The video shows the Godot code editor with some unfinished code. After the user presses a button offscreen, the code magically completes itself, seemingly due to an AI filling in the blanks. The examples provided include a print_hello_world function and a vector_length function. The user is able to accept and decline the generated code by pressing either tab or backspace
This is an addon I am working on. It can help you write some code and stuff.
It works by hooking into your local LLMs on ollama, which is a FOSS way to run large language models locally.
Here's a chat interface which is also part of the package
video description
The video shows a chat interface in which the user can talk to a large language model. The model can read the users code an answer questions about it.
Do you have any suggestions for what I can improve? (Besides removing the blue particles around the user text field)
Important: This plugin is WIP and not released yet!
Currently the completion is implemented via keyboard shortcut.
Would you prefer it, if I made it automatically complete the code? I personally feel, that intentionally asking for it to complete the code is more natural than waiting for it to do so.
Are there some other features you would like to see? I am currently working on a function-refactoring UI.
As far as other features I want; I don't want any. I just want code completion via keyboard shortcut.
I think a hard aspect is figuring out what context to feed the LLM. Iirc GitHub Copilot only feeds what is in the current file, above the cursor, but I think feeding the whole file + other open code tabs would be super useful.
You are right in that it can be useful to feed in all of the contents in other related files.
However!
LLMs take a really long time before writing anything with a large context input. the fact that githubs copilot can generate code so quickly even though it has to keep the entire code file in context is a miracle to me.
Including all related or opened GDScript files would be way too much for most models and it would likely take about 20 seconds for it to actually start generate some code (also called first token lag). So I will likely only implement the current file into the context window, as that might already take some time. Remember, we are running local LLMs here, so not everyone has a blazingly fast GPU or CPU (I use a GTX1060 6GB for instance).
Example
I just tried it and it took a good 10 seconds for it to complete some 111 line code without any other context using this pretty small model and then about 6 seconds for it to write about 5 lines of comment documentation (on my CPU). It takes about 1 second with a very short script.

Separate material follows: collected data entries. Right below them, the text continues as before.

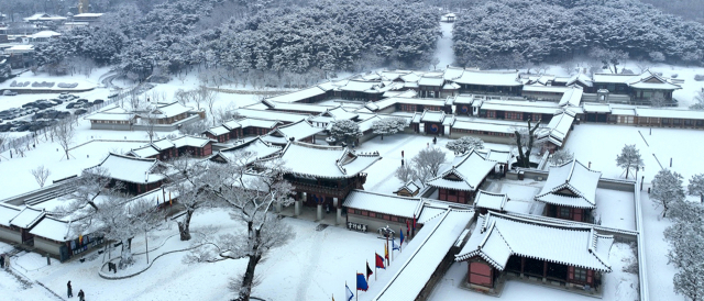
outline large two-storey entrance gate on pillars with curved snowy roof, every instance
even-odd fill
[[[353,189],[364,189],[364,169],[382,157],[378,153],[362,154],[340,146],[321,146],[289,142],[280,159],[289,171],[286,179],[296,187],[296,214],[301,203],[308,207],[338,208],[341,219],[342,201]]]

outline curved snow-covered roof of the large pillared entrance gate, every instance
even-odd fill
[[[280,158],[290,172],[320,178],[352,178],[382,159],[378,153],[358,154],[346,147],[301,142],[289,142]]]

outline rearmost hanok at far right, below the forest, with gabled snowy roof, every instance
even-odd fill
[[[676,107],[676,100],[672,98],[674,90],[682,89],[672,80],[650,70],[640,75],[624,74],[595,74],[594,89],[607,90],[607,93],[627,94],[632,104],[650,104],[653,98],[661,97],[662,105]],[[608,102],[605,99],[605,102]]]

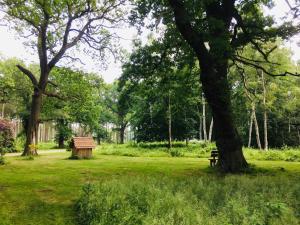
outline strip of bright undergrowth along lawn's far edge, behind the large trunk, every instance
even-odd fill
[[[176,142],[170,150],[165,143],[128,143],[123,145],[102,144],[97,150],[102,155],[120,155],[132,157],[193,157],[208,158],[211,150],[215,149],[214,143],[190,143]],[[244,148],[244,155],[248,160],[270,160],[300,162],[299,148],[270,149],[268,151]]]

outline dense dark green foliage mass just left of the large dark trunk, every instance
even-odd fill
[[[129,123],[139,142],[167,140],[169,119],[172,139],[199,137],[199,68],[193,58],[177,54],[159,41],[137,44],[123,66],[119,87],[126,92]]]

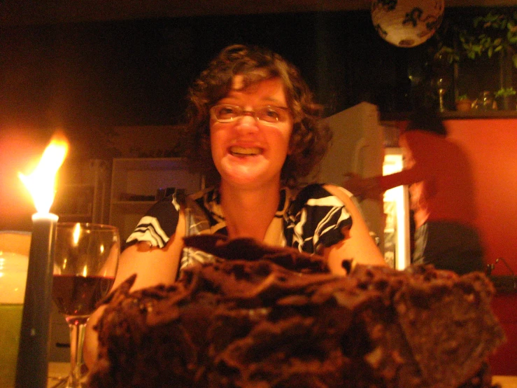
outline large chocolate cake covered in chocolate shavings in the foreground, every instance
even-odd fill
[[[481,272],[355,265],[187,237],[224,260],[104,301],[90,387],[490,387],[504,340]]]

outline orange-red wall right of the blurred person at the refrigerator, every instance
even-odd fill
[[[517,118],[444,123],[472,162],[486,262],[502,257],[517,272]],[[500,262],[493,274],[509,275],[509,270]]]

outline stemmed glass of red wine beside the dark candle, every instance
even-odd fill
[[[83,387],[86,322],[113,286],[119,255],[115,226],[57,223],[52,300],[70,328],[71,370],[66,388]]]

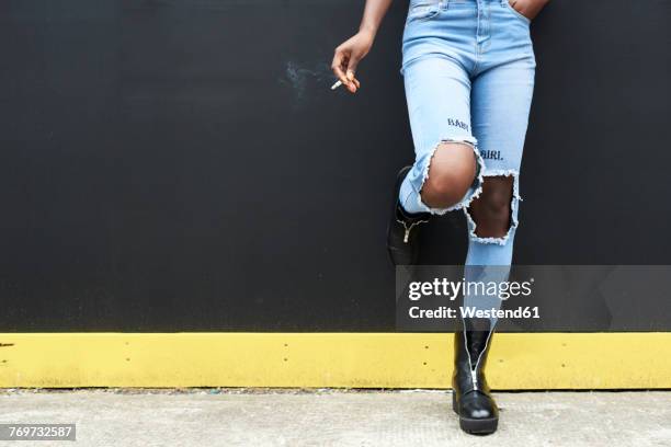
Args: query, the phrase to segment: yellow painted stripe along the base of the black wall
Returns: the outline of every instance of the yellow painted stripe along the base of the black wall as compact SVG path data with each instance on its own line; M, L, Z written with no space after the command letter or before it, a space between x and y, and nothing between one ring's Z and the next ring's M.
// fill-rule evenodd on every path
M451 334L4 333L0 387L448 388ZM671 333L497 334L494 389L671 388Z

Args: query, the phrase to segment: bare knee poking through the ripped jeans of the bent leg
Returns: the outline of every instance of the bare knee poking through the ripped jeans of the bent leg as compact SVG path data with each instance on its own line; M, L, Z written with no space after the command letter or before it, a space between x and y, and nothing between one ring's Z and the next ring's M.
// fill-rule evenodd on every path
M432 208L448 208L458 204L473 184L476 169L476 156L469 145L440 144L422 185L422 202Z

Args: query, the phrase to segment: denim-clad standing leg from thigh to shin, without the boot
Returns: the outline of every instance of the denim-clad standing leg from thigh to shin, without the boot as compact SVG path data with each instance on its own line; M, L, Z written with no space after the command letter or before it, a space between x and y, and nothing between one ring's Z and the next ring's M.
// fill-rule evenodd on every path
M526 55L494 65L473 80L474 135L485 160L482 192L466 209L469 229L466 279L504 282L510 273L519 225L520 165L534 88L535 61ZM515 53L516 54L516 53ZM467 294L465 307L498 309L496 296ZM493 329L496 318L490 319Z

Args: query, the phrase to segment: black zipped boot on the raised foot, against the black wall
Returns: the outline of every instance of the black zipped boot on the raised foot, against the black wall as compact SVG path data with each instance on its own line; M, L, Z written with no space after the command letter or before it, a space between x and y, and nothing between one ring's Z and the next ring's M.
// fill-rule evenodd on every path
M398 172L391 216L387 226L387 250L394 265L414 265L419 260L419 240L417 226L429 221L430 213L409 214L400 206L398 193L401 183L412 167L405 167Z

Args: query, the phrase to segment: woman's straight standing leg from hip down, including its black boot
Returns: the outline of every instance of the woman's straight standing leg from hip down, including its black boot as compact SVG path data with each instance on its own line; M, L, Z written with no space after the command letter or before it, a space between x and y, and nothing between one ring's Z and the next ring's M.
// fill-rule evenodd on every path
M482 21L478 70L473 77L474 135L485 159L482 193L465 210L468 221L467 282L507 282L518 229L520 165L534 87L535 59L528 21L507 0L490 2ZM514 300L514 297L510 298ZM499 309L501 299L471 289L465 308ZM497 428L498 409L485 377L494 317L464 318L455 336L455 411L473 433Z

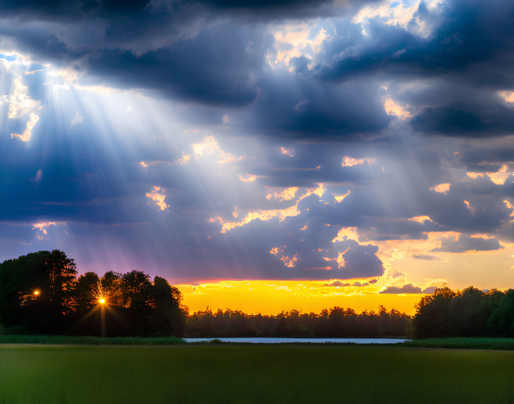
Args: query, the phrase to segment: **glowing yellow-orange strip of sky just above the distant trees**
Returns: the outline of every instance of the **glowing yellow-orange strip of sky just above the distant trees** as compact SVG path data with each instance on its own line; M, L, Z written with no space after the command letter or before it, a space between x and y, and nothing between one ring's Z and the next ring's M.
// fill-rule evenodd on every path
M458 233L455 233L458 234ZM248 314L271 315L282 310L302 310L319 313L324 308L340 306L353 308L358 313L363 310L378 310L383 305L388 310L394 308L408 315L414 315L414 305L425 293L380 293L387 287L401 287L412 284L424 290L431 286L442 286L457 290L467 286L480 289L512 287L514 270L512 244L501 243L504 247L492 251L467 251L448 253L430 251L440 246L442 237L453 237L453 233L429 233L427 240L372 241L379 246L377 256L384 264L381 277L352 280L253 280L223 281L199 285L176 285L183 293L183 303L190 313L221 308L242 310ZM361 242L362 243L362 242ZM413 258L415 254L433 255L433 260ZM376 280L375 283L369 283ZM347 284L346 286L326 286ZM339 282L339 283L337 283ZM355 283L362 286L354 286Z

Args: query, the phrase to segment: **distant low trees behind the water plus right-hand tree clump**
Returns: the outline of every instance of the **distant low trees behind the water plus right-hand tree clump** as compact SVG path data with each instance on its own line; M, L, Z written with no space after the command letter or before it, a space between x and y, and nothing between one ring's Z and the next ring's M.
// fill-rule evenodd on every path
M191 337L379 337L407 338L507 337L514 338L514 289L480 290L469 286L453 291L436 288L415 305L411 317L383 306L377 313L356 313L334 307L320 314L291 310L276 315L207 308L187 320Z

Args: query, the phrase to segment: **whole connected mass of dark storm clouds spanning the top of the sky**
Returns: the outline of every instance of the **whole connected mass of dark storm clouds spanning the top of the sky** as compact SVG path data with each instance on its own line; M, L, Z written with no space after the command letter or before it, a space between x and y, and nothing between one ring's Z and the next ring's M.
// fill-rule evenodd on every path
M39 59L56 60L85 72L82 80L121 88L159 90L165 97L208 105L241 107L255 104L252 133L319 137L386 130L386 115L377 96L377 81L437 77L431 87L465 83L465 91L445 105L427 105L423 93L404 100L420 110L410 119L414 130L450 136L490 136L514 128L511 109L494 91L514 84L512 64L512 13L508 2L456 1L434 14L420 3L414 19L433 25L424 39L399 26L384 25L375 17L366 24L369 38L359 25L342 24L343 36L323 44L318 63L301 56L291 59L295 75L271 74L266 54L274 39L260 24L287 16L302 19L327 10L341 17L364 6L350 2L333 7L329 2L21 2L6 3L7 15L30 16L20 29L6 20L0 33ZM350 10L350 11L349 11ZM64 14L69 17L64 17ZM246 15L248 14L248 15ZM69 19L75 19L70 23ZM336 18L337 19L337 18ZM22 19L23 21L23 19ZM53 21L53 23L47 23ZM413 20L411 25L415 25ZM341 24L339 24L341 25ZM328 26L326 28L329 28ZM328 81L329 83L323 83ZM334 87L334 81L346 82ZM398 93L395 86L393 93ZM458 93L457 93L458 94ZM393 94L395 95L395 94ZM397 94L400 99L401 94ZM475 102L469 99L483 99ZM421 101L423 100L423 101ZM304 104L302 104L304 103ZM443 105L441 105L443 104Z

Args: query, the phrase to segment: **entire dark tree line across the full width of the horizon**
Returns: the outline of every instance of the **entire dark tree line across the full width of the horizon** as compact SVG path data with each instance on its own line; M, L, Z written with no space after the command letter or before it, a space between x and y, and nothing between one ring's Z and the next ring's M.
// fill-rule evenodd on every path
M209 308L189 315L182 293L142 271L78 275L63 251L0 264L0 332L189 337L514 337L514 289L436 288L411 317L395 309L282 311L263 316Z

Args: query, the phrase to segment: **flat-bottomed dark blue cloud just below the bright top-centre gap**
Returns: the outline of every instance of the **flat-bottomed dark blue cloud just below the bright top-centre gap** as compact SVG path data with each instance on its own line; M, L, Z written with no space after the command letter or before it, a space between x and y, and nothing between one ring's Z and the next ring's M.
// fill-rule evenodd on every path
M255 105L254 122L261 133L272 130L291 137L341 138L385 130L391 121L376 83L335 86L287 75L264 77L259 85L263 96Z

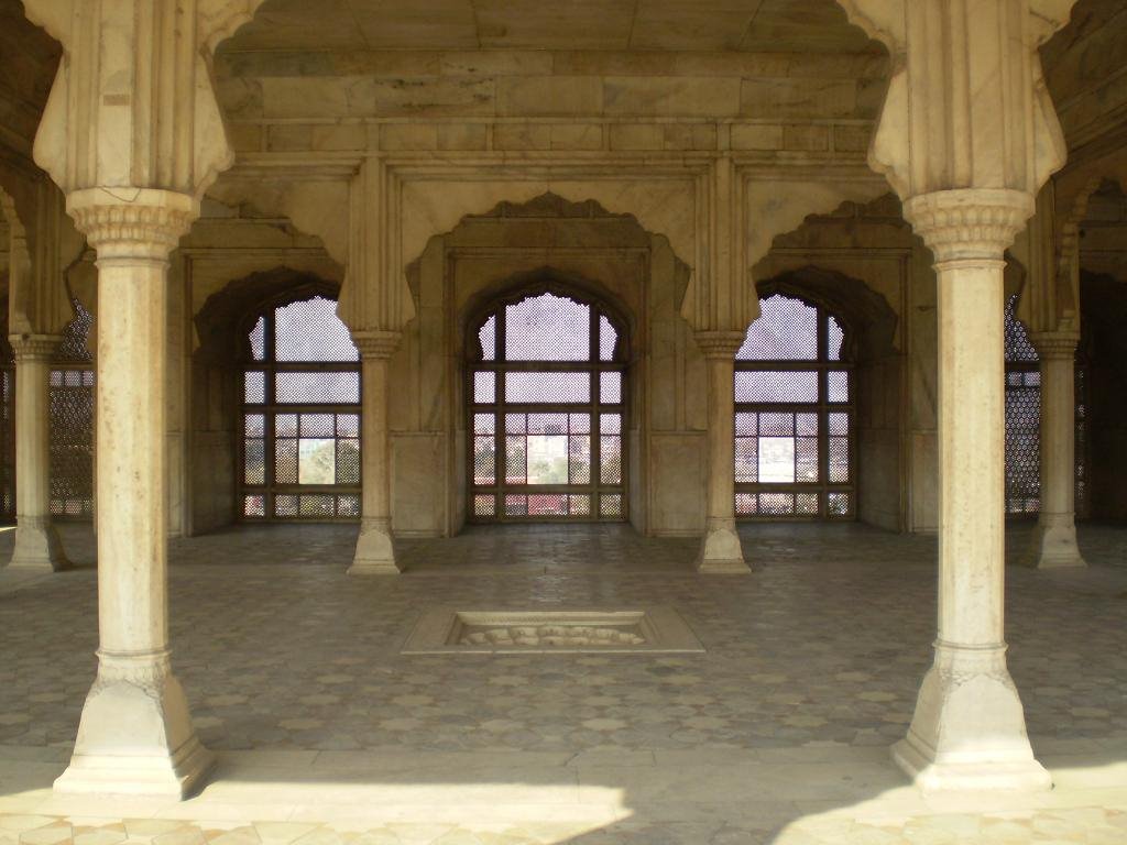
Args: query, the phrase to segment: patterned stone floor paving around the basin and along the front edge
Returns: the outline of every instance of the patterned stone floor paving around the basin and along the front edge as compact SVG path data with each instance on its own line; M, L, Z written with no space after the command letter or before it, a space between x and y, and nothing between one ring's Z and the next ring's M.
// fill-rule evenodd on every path
M696 576L694 541L515 526L402 544L408 573L350 579L354 530L231 531L171 544L174 665L220 750L384 754L786 754L887 746L911 719L934 635L934 539L862 526L747 526L756 571ZM0 572L0 745L64 750L94 676L92 541L80 567ZM1028 541L1011 531L1014 560ZM1093 566L1008 569L1010 664L1038 742L1127 738L1127 531L1085 526ZM0 555L10 533L0 535ZM405 657L434 604L467 610L676 607L708 653ZM55 749L50 748L56 747ZM877 748L873 748L877 751ZM240 825L0 816L0 845L336 843L1127 843L1127 794L1100 807L859 821L817 807L647 808L559 825ZM672 810L669 811L672 812ZM797 820L796 820L797 819Z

You can try this yourself using something like HuggingChat to test out a big context window model like Command R+ and fill its context windw with some really really long string (copy paste it a bunch times) and see how it takes longer to respond. For me, it's the difference between one second and 13 seconds!
I am thinking about embedding either the current working file, or maybe some other opened files though, to get the most important functions out of the script to keep context length short. This way we can shorten this first token delay a bit.
This is a completely different story with hosted LLMs, as they tend to have blazingly quick first token delays, which makes the wait trivial.